Ce magistrat a rendu compte des plaidoiries dans le délibéré de la Cour, composée de :
Madame Muriel DURAND, présidente
Madame Sophie COULIBEUF, conseillère
Madame Laurence ARBELLOT, conseillère
Greffière : Madame Catherine SILVAN, lors des débats.
ARRÊT :
- DÉFAUT
- Prononcé publiquement par mise à disposition de l'arrêt au greffe de la Cour, les parties en ayant été préalablement avisées dans les conditions prévues au deuxième alinéa de l'article 450 du code de procédure civile.
- Signé par Madame Muriel DURAND, présidente et par Madame Amel MANSOURI, greffière, à laquelle la minute de la décision a été remise par le magistrat signataire.
***
FAITS, PROCÉDURE ET PRÉTENTIONS DES PARTIES
Par décision en date du 22 septembre 2020, la commission de surendettement des particuliers de Val-de-Marne a déclaré recevable la demande de [C] [V], estimé qu'il se trouvait dans une situation irrémédiablement compromise et imposé une mesure de rétablissement personnel sans liquidation judiciaire de sa situation.
Par courrier recommandé en date du 14 décembre 2020 avec accusé de réception signé le 16 décembre 2020, un créancier, l'organisme [11], a contesté les mesures recommandées estimant que Monsieur [V] n'est pas de bonne foi et ne présente pas une situation irrémédiablement compromise.
Par jugement réputé contradictoire du 20 septembre 2021, le juge des contentieux de la protection du tribunal de proximité de Villejuif a :
- déclaré recevable en la forme la contestation formée par l'organisme [11] à l'encontre des mesures imposées par la commission de surendettement des particuliers du Val-de-Marne ;
- constaté l'absence de bonne foi de M. [V] ;
- déclaré irrecevable la demande de M. [V] tendant à bénéficier de la procédure de surendettement.

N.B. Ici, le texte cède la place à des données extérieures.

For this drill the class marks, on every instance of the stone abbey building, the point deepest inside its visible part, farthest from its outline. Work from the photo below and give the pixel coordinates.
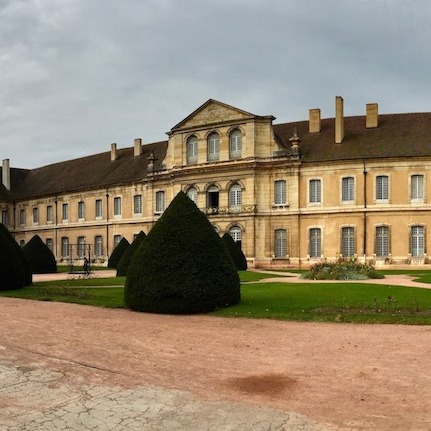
(292, 194)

Aux termes de sa décision, la juridiction a estimé que M. [V] disposait de ressources s'élevant à la somme mensuelle de 497,17 euros, supportait des charges d'un montant de 1.351,50 euros par mois et n'avait ainsi aucune capacité de remboursement. Toutefois, le fait pour M. [V] de s'être maintenu dans les lieux à la suite de la décision du 13 juillet 2018 du tribunal d'instance d'Ivry sur Seine ordonnant son expulsion et de s'être volontairement abstenu de procéder à des règlements au moins partiels mais réguliers du loyer pendant plusieurs mois alors qu'il était déclaré recevable à la procédure de surendettement et de rester redevable à cet égard d'une somme de 20.838,02 euros au 14 juin 2021, constitue une faute directe en relation avec sa situation de surendettement et caractérise sa mauvaise foi.
Le jugement a été notifié le 21 septembre 2021.
Par déclaration enregistrée le 6 octobre 2021, M. [V] a formé appel de ce jugement au motif que sa situation sociale et personnelle n'a pas été prise en compte.
Les parties ont été convoquées à l'audience du 17 octobre 2023.
A l'audience, [C] [V] ne comparait pas ni personne pour lui.
Par courrier en date du 25 septembre 2023, la direction générale des finances publiques a indiqué que le montant de la créance s'élevait à la somme de 1 377,45 euros.
Aucun des créanciers ne comparait ou ne se fait représenter.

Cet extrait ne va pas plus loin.